Nanoparticle-based strategies with bioactive compounds for targeting oxidative stress in therapeutic interventions: A comprehensive review

Abstract

Oxidative stress plays a pivotal role in the pathogenesis of various diseases, including diabetes, cancer, cardiovascular disorders, and neurodegenerative conditions, such as Alzheimer's and Parkinson's diseases. Although pharmacotherapy has shown efficacy, challenges, such as recurrence, resistance, and high mortality rates, persist. In this context, bioactive compounds have emerged as promising agents, owing to their potent antioxidant and anti-inflammatory properties. Natural products, such as curcumin, resveratrol, epigallocatechin gallate, luteolin, and quercetin, have garnered significant attention for their therapeutic potential. This review provides an in-depth exploration of the mechanisms of action of these bioactive compounds, emphasizing their modulation of critical signaling pathways, such as phosphatidylinositol 3-kinase (P13K), mitogen-activated protein kinase (MAPK), and transforming growth factor-β (TGF-β), as well as their influence on epigenetic modifications. To overcome limitations, such as poor bioavailability and stability, nanoparticle-based delivery systems have been developed to enhance the therapeutic efficacy of bioactive compounds. This review highlights the types of nanoparticles utilized, their advantages, and the mechanisms through which they improve the delivery, stability, and bioactivity of antioxidants.
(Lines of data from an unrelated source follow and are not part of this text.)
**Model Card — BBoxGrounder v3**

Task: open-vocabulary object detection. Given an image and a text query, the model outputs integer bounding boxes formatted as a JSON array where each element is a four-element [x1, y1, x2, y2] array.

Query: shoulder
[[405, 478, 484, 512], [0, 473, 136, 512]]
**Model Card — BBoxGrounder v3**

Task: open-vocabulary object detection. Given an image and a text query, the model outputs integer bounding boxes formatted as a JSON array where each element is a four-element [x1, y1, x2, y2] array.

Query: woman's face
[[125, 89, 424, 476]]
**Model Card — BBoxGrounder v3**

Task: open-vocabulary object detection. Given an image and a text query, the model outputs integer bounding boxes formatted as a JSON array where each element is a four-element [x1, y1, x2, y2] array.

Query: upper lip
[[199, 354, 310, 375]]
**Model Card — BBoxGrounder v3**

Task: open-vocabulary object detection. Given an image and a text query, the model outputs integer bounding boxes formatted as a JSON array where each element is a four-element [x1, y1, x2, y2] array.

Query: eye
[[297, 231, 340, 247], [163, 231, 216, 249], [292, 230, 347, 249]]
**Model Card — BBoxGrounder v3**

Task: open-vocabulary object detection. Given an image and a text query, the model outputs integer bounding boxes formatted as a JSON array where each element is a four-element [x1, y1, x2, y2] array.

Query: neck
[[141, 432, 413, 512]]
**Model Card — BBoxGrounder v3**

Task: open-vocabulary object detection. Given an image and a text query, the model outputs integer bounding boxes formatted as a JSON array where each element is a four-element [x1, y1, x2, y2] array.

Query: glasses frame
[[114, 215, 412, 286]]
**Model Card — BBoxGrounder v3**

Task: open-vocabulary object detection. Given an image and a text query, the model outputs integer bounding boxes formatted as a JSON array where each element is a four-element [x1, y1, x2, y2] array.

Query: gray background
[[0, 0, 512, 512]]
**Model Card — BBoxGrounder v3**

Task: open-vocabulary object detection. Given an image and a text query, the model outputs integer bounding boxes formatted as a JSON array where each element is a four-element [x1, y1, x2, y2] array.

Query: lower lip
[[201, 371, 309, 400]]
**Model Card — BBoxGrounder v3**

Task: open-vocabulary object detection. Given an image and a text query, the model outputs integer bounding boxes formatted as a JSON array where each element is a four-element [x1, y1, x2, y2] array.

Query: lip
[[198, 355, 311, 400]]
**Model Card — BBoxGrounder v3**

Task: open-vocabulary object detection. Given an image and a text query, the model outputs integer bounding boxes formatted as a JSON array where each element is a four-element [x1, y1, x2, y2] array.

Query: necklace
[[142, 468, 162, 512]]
Furthermore, the applications of these bioactive-loaded nanoparticles in managing oxidative stress-related diseases, including diabetes, atherosclerosis, cancer, and neurodegenerative disorders, were critically examined. By integrating insights into bioactive compounds, oxidative stress, and nanotechnology, this review provides a comprehensive perspective on innovative therapeutic approaches for combating chronic diseases.